On the quantum groups and semigroups of maps between noncommutative spaces

TL;DR

This paper introduces algebraic frameworks for quantum families of maps and automorphisms between noncommutative spaces, leading to new quantum groups related to finite spaces and their symmetries.

Contribution

It develops algebraic notions of quantum families of maps and automorphisms, constructing new classes of Hopf-algebras representing quantum symmetries of noncommutative spaces.

Findings

Constructed quantum groups of all maps from finite spaces to quantum groups.

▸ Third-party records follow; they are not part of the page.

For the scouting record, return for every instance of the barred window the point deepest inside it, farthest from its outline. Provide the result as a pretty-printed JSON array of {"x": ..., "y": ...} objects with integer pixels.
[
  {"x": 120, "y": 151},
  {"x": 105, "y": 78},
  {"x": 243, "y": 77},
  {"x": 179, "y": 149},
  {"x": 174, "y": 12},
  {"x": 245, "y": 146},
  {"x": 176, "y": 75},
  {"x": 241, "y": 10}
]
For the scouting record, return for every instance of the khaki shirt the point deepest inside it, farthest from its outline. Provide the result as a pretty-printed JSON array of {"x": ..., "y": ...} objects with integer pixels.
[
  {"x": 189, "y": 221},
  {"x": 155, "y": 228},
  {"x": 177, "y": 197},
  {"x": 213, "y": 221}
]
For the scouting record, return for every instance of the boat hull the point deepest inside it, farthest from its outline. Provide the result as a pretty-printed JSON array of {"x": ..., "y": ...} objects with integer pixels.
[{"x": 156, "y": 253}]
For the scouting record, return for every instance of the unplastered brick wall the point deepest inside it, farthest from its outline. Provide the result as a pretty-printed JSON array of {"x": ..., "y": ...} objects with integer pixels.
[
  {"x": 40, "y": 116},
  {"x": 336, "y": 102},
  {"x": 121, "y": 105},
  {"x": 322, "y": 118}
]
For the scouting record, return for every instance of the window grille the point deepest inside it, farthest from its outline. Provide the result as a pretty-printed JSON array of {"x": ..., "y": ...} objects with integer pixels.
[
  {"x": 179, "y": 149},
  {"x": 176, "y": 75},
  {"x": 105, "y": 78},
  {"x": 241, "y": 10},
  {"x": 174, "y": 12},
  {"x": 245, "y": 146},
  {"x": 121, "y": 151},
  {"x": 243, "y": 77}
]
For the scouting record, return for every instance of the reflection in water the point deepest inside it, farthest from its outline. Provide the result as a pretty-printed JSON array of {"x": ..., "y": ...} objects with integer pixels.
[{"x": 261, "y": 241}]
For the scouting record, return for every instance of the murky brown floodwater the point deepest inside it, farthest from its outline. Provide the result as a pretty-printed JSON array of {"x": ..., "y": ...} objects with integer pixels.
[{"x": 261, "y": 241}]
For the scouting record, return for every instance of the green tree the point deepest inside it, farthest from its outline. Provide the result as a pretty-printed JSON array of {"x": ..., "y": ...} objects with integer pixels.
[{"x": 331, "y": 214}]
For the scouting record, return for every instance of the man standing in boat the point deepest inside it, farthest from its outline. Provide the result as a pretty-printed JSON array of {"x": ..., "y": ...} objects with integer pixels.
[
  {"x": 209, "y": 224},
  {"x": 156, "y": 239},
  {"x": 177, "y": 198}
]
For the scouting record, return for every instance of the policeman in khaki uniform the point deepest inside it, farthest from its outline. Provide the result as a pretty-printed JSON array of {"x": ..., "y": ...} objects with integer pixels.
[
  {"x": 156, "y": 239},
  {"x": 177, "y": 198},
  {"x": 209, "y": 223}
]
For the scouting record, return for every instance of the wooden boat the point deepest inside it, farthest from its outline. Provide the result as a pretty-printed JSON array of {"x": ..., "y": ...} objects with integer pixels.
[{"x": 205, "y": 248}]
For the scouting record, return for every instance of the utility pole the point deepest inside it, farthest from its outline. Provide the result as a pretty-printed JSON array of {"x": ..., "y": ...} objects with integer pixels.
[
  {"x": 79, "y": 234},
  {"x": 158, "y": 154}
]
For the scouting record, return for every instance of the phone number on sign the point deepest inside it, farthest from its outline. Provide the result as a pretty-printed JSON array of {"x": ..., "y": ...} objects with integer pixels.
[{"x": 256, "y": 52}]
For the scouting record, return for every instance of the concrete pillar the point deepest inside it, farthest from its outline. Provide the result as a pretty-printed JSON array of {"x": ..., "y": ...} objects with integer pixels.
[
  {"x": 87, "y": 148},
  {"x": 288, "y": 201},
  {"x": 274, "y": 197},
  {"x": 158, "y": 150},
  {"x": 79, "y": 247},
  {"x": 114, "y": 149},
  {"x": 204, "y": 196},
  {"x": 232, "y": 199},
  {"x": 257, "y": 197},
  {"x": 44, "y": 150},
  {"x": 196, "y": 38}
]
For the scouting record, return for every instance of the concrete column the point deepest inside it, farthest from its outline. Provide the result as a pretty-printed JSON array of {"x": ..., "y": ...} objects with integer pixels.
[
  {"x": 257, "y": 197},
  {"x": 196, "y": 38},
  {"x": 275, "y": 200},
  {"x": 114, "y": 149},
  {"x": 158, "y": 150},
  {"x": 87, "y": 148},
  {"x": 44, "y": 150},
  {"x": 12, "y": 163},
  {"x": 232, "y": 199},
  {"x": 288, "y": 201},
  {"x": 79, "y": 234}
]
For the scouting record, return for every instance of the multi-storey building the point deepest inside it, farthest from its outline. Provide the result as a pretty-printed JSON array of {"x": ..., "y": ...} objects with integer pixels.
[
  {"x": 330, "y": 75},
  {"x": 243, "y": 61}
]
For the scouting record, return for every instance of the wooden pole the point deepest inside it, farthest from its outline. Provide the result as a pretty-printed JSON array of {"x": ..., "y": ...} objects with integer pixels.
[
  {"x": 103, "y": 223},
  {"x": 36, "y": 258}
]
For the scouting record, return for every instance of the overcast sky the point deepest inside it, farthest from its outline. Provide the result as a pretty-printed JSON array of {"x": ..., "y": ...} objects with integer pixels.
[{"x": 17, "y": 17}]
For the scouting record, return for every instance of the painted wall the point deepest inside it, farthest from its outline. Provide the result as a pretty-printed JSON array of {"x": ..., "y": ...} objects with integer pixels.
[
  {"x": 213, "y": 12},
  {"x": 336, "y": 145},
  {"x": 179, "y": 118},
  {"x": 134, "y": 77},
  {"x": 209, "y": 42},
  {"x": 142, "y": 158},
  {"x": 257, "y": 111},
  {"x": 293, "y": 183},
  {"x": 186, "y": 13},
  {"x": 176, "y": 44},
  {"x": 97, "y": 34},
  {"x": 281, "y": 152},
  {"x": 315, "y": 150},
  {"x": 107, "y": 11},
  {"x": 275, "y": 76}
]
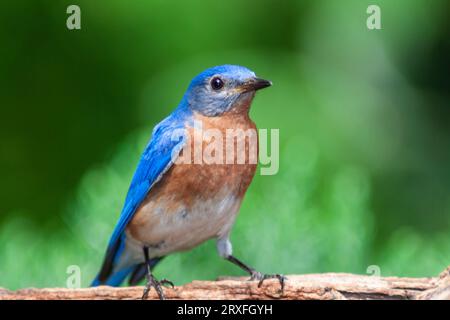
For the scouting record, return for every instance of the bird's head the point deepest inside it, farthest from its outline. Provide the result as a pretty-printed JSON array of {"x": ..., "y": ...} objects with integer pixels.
[{"x": 221, "y": 89}]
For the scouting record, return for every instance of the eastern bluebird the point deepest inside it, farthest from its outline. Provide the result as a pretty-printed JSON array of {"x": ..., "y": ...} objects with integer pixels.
[{"x": 172, "y": 206}]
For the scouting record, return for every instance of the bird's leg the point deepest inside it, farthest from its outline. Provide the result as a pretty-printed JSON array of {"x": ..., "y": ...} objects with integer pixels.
[
  {"x": 152, "y": 282},
  {"x": 256, "y": 275}
]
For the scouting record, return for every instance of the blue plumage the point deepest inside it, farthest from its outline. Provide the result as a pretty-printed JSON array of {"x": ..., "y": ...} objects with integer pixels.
[{"x": 176, "y": 218}]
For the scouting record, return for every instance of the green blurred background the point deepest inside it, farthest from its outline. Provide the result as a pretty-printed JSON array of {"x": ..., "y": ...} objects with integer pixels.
[{"x": 364, "y": 119}]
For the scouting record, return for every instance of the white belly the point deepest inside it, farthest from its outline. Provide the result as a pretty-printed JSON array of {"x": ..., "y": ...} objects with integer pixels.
[{"x": 181, "y": 229}]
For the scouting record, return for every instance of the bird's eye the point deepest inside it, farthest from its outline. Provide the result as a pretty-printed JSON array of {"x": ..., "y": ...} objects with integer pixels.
[{"x": 216, "y": 83}]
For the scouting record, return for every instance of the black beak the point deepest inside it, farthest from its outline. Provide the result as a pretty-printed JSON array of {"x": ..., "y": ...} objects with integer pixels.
[{"x": 256, "y": 84}]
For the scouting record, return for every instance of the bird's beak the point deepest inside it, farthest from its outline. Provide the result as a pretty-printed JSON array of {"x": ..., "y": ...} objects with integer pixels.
[{"x": 255, "y": 84}]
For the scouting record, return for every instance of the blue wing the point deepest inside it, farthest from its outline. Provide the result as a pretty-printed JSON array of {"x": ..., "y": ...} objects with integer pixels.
[{"x": 168, "y": 138}]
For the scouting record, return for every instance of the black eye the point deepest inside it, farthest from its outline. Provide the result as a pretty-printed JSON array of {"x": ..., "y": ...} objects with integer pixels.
[{"x": 216, "y": 83}]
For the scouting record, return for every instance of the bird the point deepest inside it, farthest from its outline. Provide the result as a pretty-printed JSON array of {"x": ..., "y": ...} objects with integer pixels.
[{"x": 173, "y": 206}]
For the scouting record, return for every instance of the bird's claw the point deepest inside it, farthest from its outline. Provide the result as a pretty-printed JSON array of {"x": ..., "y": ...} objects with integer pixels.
[
  {"x": 152, "y": 282},
  {"x": 262, "y": 277}
]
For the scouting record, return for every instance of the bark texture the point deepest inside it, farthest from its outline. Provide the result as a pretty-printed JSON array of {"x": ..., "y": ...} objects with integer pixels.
[{"x": 327, "y": 286}]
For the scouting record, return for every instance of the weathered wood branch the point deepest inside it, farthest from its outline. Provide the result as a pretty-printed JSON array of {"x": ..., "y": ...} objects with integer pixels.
[{"x": 328, "y": 286}]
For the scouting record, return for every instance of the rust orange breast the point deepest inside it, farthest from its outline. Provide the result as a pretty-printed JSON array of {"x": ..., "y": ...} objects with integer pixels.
[{"x": 185, "y": 184}]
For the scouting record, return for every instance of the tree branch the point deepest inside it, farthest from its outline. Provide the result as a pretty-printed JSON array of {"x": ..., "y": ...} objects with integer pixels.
[{"x": 327, "y": 286}]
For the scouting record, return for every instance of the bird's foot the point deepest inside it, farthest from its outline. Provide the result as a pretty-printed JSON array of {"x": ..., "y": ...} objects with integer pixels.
[
  {"x": 152, "y": 282},
  {"x": 256, "y": 275}
]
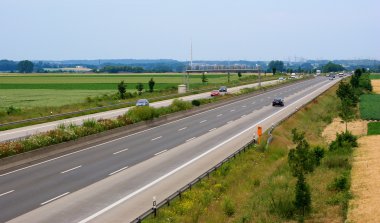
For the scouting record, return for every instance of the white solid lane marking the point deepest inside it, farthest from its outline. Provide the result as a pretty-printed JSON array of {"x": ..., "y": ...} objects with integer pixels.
[
  {"x": 53, "y": 199},
  {"x": 160, "y": 152},
  {"x": 157, "y": 138},
  {"x": 120, "y": 151},
  {"x": 71, "y": 169},
  {"x": 182, "y": 129},
  {"x": 37, "y": 164},
  {"x": 119, "y": 170},
  {"x": 190, "y": 139},
  {"x": 182, "y": 166},
  {"x": 7, "y": 193}
]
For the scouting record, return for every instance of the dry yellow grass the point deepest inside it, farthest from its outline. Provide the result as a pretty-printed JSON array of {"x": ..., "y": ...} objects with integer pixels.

Defined quantum groups of automorphisms of finite noncommutative spaces.

Introduced special classes: gauge transformations, Pontryagin duals, and Galois-Hopf-algebras.

Abstract

We define algebraic families of (all) morphisms which are purely algebraic analogs of quantum families of (all) maps introduced by P.M. Soltan. Also, algebraic families of (all) isomorphisms are introduced. By using these notions we construct two classes of Hopf-algebras which may be interpreted as the quantum group of all maps from a finite space to a quantum group, and the quantum group of all automorphisms of a finite NC space. As special cases three classes of NC objects are introduced: quantum group of gauge transformations, Pontryagin dual of a quantum group, and Galois-Hopf-algebra of an algebra extension.